The fourth in the ICPH series on families with young children who become homeless identifies still another trait that distinguishes them from poor families who never become homeless.
How old was mom when she gave birth?
Poor women who never became homeless gave birth when they were older. Mothers who became homeless were around 20; under 20 if they were unmarried and lacked a high school education. Mothers who never became homeless were 22-23.
One of the really unfortunate side effects is the impact on the children of young mothers. They are more likely “to have academic and behavioral problems, to display delinquent behaviors such as truancy and fighting, to be incarcerated, and to initiate early sexual activity and become young mothers themselves.”
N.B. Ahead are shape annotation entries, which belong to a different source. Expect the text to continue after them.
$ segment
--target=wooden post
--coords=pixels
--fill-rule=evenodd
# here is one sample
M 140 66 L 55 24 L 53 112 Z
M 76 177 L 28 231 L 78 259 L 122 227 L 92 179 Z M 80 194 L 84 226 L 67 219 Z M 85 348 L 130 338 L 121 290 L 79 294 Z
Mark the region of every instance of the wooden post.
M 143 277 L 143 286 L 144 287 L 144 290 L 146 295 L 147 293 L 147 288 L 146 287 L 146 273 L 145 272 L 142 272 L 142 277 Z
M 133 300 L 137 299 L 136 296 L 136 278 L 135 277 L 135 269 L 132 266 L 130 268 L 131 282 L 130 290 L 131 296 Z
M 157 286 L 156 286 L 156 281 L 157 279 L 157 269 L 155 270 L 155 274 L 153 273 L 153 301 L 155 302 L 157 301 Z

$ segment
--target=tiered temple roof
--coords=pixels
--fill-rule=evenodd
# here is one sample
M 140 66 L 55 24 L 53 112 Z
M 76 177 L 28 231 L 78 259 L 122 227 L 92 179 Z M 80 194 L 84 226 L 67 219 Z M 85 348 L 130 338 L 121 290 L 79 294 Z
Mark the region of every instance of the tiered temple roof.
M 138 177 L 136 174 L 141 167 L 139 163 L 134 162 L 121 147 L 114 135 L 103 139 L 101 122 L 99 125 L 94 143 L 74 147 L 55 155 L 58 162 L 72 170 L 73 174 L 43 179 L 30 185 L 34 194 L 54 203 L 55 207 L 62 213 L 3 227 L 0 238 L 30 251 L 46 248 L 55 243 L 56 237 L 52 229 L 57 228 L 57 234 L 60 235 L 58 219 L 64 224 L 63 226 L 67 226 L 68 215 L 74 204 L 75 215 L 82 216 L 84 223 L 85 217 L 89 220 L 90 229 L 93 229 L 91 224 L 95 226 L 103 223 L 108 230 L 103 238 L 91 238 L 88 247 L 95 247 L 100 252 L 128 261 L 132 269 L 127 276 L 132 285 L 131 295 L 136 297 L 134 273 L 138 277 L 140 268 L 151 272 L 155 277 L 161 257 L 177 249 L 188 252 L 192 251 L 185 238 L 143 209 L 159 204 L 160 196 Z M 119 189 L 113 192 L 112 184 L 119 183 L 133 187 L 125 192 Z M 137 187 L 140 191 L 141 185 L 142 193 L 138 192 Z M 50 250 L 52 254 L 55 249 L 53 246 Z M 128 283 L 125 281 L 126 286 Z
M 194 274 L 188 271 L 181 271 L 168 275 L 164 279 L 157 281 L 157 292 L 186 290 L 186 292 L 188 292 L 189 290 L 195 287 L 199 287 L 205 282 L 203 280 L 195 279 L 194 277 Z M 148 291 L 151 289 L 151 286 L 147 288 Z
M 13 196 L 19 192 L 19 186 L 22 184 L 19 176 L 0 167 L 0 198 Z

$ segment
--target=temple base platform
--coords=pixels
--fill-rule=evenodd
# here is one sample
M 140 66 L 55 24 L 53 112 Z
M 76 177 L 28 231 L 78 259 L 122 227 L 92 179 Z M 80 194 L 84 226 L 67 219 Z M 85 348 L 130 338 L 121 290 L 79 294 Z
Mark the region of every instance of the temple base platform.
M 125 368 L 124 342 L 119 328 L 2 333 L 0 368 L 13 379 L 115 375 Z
Homeless and at risk mothers had children with more partners than those who did not become homeless. Having multiple partners “has become increasingly prevalent, particularly among the poor, minority, and unmarried. This growth is alarming; multiple-partner fertility is associated among both mothers and fathers with relationship instability, decreased rates of marriage, lower social support from friends and family, and higher rates of depression.” Their children exhibit poor physical health and more externalizing behaviors like aggression, defiance, theft, vandalism, etc.
While we see the family when the mother and child or children are older, the homeless children who come through our program show the academic, behavioral and health problems the study describes.
The brief goes on to recommend that policy makers interested in reducing child and family homelessness consider programs promoting responsible family planning. We would add, and promote the value of education, and parenting, and job skills, … The list goes on and on.